Thursday, May 29, 2003



The dim dark ages

Where did that photo of Patrick Stewart with hair come from? Well, when he was much younger - twenty five years ago, in fact - he was in the BBC's adaptation of Robert Graves' I, Claudius - a historical drama covering the life of the Julio-Claudian emperors, from Augustus to Claudius. I'm watching it on DVD at the moment, though since it's over ten hours, there's a lot to wade through. So far I'm only up to the death of Augustus, so there's a long way to go yet.

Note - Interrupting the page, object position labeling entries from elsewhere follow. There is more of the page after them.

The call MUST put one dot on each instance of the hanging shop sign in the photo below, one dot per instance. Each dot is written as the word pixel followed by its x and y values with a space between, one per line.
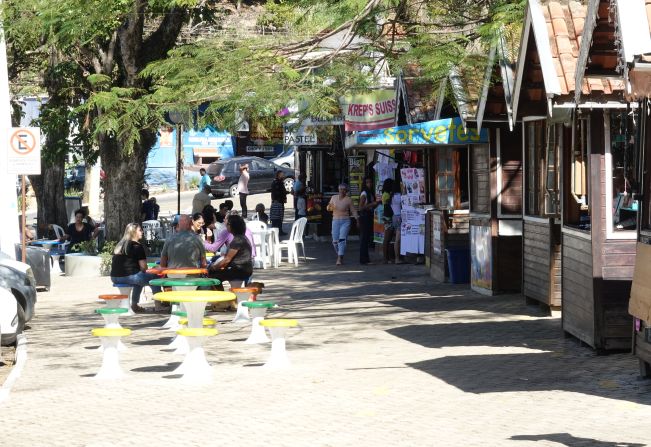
pixel 301 136
pixel 375 110
pixel 448 131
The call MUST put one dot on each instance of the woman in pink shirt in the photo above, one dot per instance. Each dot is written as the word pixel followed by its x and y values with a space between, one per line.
pixel 342 208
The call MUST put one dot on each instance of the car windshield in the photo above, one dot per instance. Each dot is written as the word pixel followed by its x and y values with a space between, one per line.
pixel 215 169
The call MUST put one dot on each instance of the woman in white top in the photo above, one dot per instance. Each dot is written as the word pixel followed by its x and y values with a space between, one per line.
pixel 342 208
pixel 243 188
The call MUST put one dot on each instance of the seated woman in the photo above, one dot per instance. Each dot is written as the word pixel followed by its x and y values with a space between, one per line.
pixel 237 265
pixel 224 237
pixel 79 231
pixel 129 265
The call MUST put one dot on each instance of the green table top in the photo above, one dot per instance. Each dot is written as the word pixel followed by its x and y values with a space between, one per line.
pixel 188 282
pixel 258 304
pixel 112 310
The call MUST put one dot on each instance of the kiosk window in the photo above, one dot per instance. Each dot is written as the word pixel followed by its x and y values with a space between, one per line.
pixel 542 148
pixel 451 184
pixel 576 205
pixel 623 165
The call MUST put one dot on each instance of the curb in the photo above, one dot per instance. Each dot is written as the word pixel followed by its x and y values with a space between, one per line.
pixel 21 359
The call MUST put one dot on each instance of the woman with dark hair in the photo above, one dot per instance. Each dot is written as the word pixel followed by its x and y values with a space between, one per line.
pixel 129 264
pixel 237 265
pixel 79 231
pixel 367 204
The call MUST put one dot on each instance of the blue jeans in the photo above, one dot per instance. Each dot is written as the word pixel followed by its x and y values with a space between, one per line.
pixel 138 281
pixel 340 229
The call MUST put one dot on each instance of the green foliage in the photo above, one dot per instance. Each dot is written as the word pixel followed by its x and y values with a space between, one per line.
pixel 85 247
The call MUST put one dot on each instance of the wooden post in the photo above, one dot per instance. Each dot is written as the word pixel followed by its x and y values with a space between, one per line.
pixel 23 247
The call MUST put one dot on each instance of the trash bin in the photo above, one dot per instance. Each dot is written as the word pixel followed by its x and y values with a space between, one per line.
pixel 459 264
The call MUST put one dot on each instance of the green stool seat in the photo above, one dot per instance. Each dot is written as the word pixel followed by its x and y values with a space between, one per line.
pixel 258 304
pixel 184 282
pixel 111 311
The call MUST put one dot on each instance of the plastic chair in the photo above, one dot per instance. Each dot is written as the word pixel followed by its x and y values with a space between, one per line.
pixel 295 238
pixel 263 253
pixel 60 233
pixel 152 230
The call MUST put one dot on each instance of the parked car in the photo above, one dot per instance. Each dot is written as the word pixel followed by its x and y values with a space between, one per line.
pixel 225 174
pixel 285 158
pixel 18 278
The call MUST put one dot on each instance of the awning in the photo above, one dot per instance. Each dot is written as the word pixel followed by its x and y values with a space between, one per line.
pixel 206 152
pixel 444 132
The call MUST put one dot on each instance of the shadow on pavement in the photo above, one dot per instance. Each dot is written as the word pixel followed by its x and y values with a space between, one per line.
pixel 543 334
pixel 544 371
pixel 572 441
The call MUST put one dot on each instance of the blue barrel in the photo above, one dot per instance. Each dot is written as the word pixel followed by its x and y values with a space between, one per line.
pixel 459 264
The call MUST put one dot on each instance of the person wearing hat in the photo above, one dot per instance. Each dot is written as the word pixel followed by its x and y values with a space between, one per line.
pixel 243 188
pixel 201 199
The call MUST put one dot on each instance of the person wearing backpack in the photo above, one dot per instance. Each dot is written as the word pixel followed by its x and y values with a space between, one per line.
pixel 391 207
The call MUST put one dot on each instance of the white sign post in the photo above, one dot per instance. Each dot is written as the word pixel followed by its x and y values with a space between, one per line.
pixel 24 154
pixel 23 158
pixel 9 224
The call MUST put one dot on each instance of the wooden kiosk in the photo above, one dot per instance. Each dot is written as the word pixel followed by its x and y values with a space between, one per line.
pixel 444 144
pixel 495 219
pixel 598 237
pixel 543 100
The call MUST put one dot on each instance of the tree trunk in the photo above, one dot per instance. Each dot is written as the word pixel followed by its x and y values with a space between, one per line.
pixel 125 175
pixel 48 189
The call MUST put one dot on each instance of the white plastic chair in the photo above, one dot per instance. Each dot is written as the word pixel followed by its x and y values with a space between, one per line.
pixel 152 230
pixel 295 238
pixel 259 231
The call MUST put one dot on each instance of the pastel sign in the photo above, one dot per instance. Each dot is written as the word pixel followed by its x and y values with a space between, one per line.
pixel 445 131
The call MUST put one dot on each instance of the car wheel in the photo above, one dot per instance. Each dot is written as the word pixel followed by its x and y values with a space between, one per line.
pixel 289 184
pixel 10 339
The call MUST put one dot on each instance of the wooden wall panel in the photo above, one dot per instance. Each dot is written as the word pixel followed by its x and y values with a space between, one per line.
pixel 578 297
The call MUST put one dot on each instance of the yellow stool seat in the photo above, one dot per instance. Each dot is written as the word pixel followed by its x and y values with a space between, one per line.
pixel 111 332
pixel 279 322
pixel 113 297
pixel 197 332
pixel 206 321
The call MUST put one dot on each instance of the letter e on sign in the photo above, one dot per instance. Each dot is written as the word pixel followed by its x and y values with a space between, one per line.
pixel 24 151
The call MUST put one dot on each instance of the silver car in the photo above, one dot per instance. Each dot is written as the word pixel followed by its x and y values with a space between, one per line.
pixel 285 158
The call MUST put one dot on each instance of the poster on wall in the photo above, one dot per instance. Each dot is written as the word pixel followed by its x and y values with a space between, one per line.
pixel 314 209
pixel 481 259
pixel 412 229
pixel 356 168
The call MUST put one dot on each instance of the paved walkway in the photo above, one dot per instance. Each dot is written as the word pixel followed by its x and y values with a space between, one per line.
pixel 385 357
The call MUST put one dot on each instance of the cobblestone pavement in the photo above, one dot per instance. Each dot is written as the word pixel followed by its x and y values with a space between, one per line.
pixel 384 357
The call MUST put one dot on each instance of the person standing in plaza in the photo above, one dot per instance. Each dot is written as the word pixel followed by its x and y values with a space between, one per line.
pixel 298 190
pixel 243 188
pixel 204 179
pixel 278 200
pixel 201 199
pixel 367 205
pixel 184 248
pixel 342 208
pixel 129 265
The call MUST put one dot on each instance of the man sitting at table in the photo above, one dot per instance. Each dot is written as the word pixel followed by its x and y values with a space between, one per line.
pixel 224 238
pixel 183 248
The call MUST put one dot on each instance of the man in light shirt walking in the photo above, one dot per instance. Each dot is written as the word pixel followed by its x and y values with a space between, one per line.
pixel 243 188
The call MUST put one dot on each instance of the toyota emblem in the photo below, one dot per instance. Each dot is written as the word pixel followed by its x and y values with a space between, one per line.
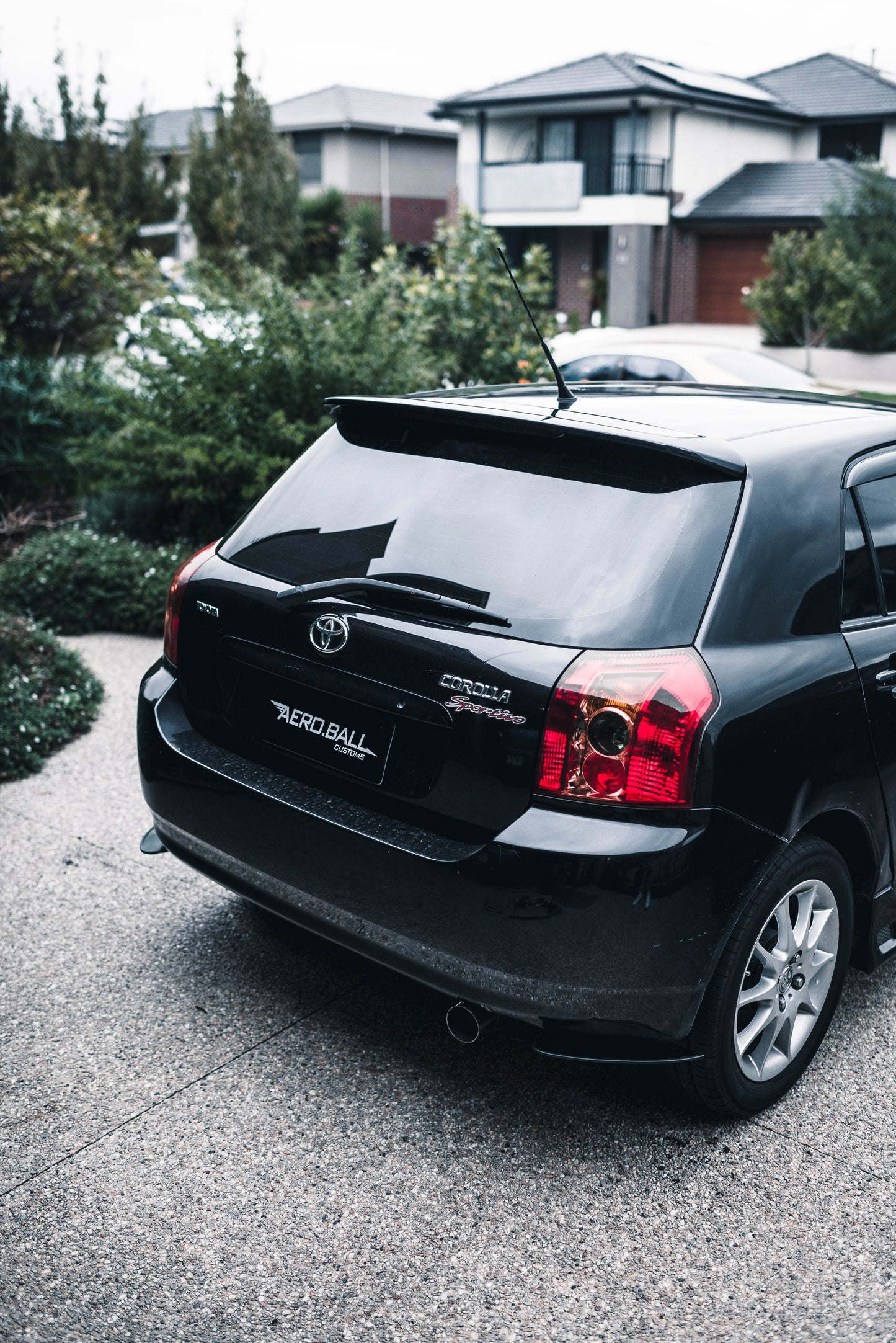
pixel 329 633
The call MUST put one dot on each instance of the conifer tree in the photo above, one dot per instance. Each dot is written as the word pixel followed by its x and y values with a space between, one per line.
pixel 244 199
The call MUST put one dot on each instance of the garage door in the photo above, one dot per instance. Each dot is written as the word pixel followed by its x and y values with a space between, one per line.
pixel 727 267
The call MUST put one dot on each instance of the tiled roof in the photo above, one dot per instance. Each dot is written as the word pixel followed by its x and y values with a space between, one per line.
pixel 363 109
pixel 832 86
pixel 824 86
pixel 366 109
pixel 623 74
pixel 785 191
pixel 171 129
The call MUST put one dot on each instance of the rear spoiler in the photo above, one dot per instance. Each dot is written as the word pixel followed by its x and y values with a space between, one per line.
pixel 543 421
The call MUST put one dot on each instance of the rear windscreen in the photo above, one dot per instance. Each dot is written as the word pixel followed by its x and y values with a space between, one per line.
pixel 575 542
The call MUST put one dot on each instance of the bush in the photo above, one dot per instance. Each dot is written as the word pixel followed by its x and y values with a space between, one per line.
pixel 34 456
pixel 863 222
pixel 47 696
pixel 477 327
pixel 65 285
pixel 812 292
pixel 226 399
pixel 78 582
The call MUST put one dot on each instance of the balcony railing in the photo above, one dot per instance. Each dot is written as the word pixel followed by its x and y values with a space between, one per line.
pixel 631 175
pixel 561 184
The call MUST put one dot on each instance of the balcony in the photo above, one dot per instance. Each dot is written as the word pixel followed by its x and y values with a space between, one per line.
pixel 561 184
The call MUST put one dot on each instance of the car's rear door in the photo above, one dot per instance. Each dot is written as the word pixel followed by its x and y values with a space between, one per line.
pixel 869 610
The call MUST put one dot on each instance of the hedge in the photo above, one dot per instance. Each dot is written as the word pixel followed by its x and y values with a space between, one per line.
pixel 79 582
pixel 47 696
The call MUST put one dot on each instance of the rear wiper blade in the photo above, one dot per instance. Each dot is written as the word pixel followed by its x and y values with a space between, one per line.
pixel 307 592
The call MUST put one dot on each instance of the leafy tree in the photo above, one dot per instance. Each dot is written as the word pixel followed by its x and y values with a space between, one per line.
pixel 323 218
pixel 63 283
pixel 33 433
pixel 231 395
pixel 814 290
pixel 863 222
pixel 244 199
pixel 117 171
pixel 479 329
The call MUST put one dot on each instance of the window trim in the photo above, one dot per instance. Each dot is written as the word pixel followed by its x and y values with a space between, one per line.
pixel 872 555
pixel 871 466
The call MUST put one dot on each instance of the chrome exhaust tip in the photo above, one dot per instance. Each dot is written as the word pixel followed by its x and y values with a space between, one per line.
pixel 468 1021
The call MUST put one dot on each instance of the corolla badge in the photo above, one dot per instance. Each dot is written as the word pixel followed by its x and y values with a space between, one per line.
pixel 329 634
pixel 486 692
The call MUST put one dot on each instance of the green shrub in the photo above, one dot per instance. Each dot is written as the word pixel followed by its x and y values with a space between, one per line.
pixel 477 329
pixel 34 456
pixel 812 292
pixel 47 696
pixel 65 282
pixel 77 582
pixel 230 398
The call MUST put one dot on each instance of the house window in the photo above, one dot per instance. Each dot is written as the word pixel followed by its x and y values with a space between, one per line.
pixel 308 151
pixel 851 140
pixel 558 139
pixel 631 135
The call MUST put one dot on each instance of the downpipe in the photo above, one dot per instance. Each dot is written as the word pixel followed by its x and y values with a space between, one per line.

The weird bit is seeing famous British actors when they were young, or in roles that are completely different from their stereotype, or with hair. Claudius is played by Derek Jacobi (probably better known to people as Brother Cadfael), and he just looks weird when he's young. Brian Blessed plays Augustus, and he's a damn sight less psychopathic than when he was King Richard IV in the original series of Blackadder. And who is Patrick Stewart? Lucius Aelius Sejanus... he's not bad as the silent psycho, but I'm waiting for a few more episodes to see if he can really carry off the air of menace I expect.

It's also weird seeing how they made television back in 1976. It comes across very stilted, as if they're filming traditional theatre.

Anyway, I've actually studied the period in question, and this seems to be pretty historically accurate. The central conceit is that Claudius - widely reported by contemporary sources as being a club-footed twitching imbecile - was playing the fool to avoid being dragged into his family's deadly politics. And given that he also wrote several books and wasn't such an idiot as Emperor (and in fact was smart enough to try and avoid being Emperor in the first place; he was dragged to the throne from his hiding place at the back of the library by the Praetorian Guard after they'd topped Caligula), this isn't exactly unsupported. The most notable flaw so far is that Augustus is cast as a putz - he's totally ignorant of his wife's part in setting up and murdering all his potential successors. I find this difficult to believe, but at least it makes things easy for the audiance (and gives them someone to hate - Livia is a spectacularly evil bitch :)

Next stop: the reign of Tiberius. I expect I'll be strongly opinionated about that, given that Tiberius is one of my favourite Emperors.